Le délai des 48h n’est pas un texte de loi (©AFP)
Lorsqu’une maison ou un appartement est occupé par des squatteurs, il est coutume de penser qu’il faut agir dans les 48 heures si on ne veut pas entrer dans l’enfer des procédures judiciaires. Pourtant, impossible de trouver un texte de loi qui parle de ce fameux délai de 48 heures.

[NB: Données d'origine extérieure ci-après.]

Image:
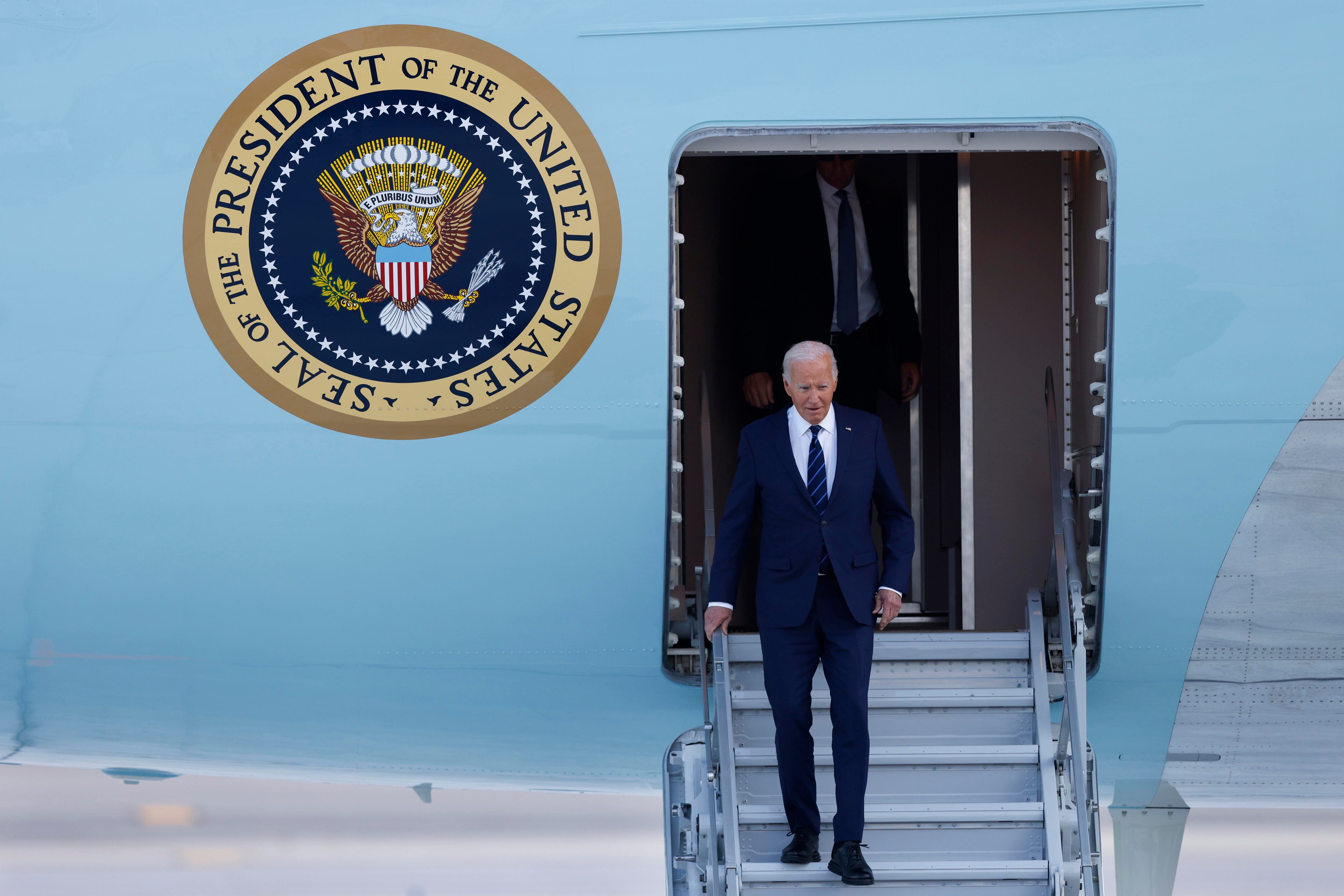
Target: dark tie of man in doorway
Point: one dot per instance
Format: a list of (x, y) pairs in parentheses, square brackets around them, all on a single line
[(834, 272)]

(BFM Immo) – Si des gens squattent votre logement, il faudrait les déloger dans les 48 heures qui suivent leur entrée dans les lieux. Au-delà de ce délai, vous ne pourriez plus faire appel aux forces de l’ordre mais devriez passer par la procédure judiciaire d’expulsion, qui peut prendre jusqu’à deux ans. Voilà ce qu’on a coutume d’entendre. Et de fait, dans la pratique, c’est un argument souvent utilisé par les squatteurs (qui s’empressent de se faire livrer des colis ou d’ouvrir un contrat EDF) et entendu par les policiers ou les gendarmes qui refusent alors de les expulser.
Même des sites comme service-public.fr faisait référence jusqu’au 15 septembre à ce fameux délai de 48 heures comme le montre cette capture d’écran de web.archive.org

Pourtant, ce fameux délai de 48 heures n’existe pas.

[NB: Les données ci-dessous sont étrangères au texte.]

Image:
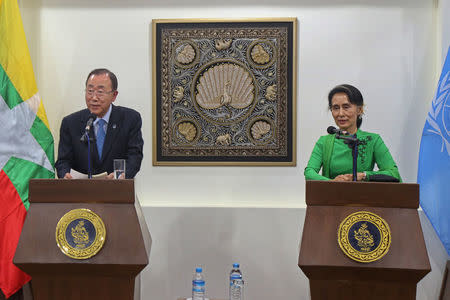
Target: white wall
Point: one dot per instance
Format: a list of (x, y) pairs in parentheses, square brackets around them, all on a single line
[(387, 50)]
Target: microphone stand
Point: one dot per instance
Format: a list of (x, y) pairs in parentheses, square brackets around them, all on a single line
[(86, 138), (353, 143)]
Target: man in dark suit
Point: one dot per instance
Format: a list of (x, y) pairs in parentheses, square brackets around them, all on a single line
[(115, 133)]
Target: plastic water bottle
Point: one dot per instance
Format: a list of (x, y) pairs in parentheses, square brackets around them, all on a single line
[(236, 283), (198, 285)]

Il fait en réalité référence au délai de flagrance des forces de l’ordre pour constater l’infraction. « On avance souvent le délai de flagrance de 48 heures au-delà duquel, il n’existerait plus de flagrance de l’infraction. C’est une erreur car ce délai de 48 heures ne résulte pas d’un texte ou encore moins d’une jurisprudence de la Cour de cassation, la notion de flagrance étant toujours appréciée au regard d’une situation précise », précisait déjà en 2018 l’avocat Patrick Lingibé sur le site village-justice.com. On notera par ailleurs qu’il existe deux infractions distinctes dans un squat: celle d’entrer illégalement dans les lieux et celle de s’y maintenir. Or, pour un squat, l’infraction de se maintenir dans les lieux est permanente. Un délai de 48 heures par rapport à l’entrée dans les lieux ne devrait donc, dans tous les cas, pas s’appliquer sur cette infraction.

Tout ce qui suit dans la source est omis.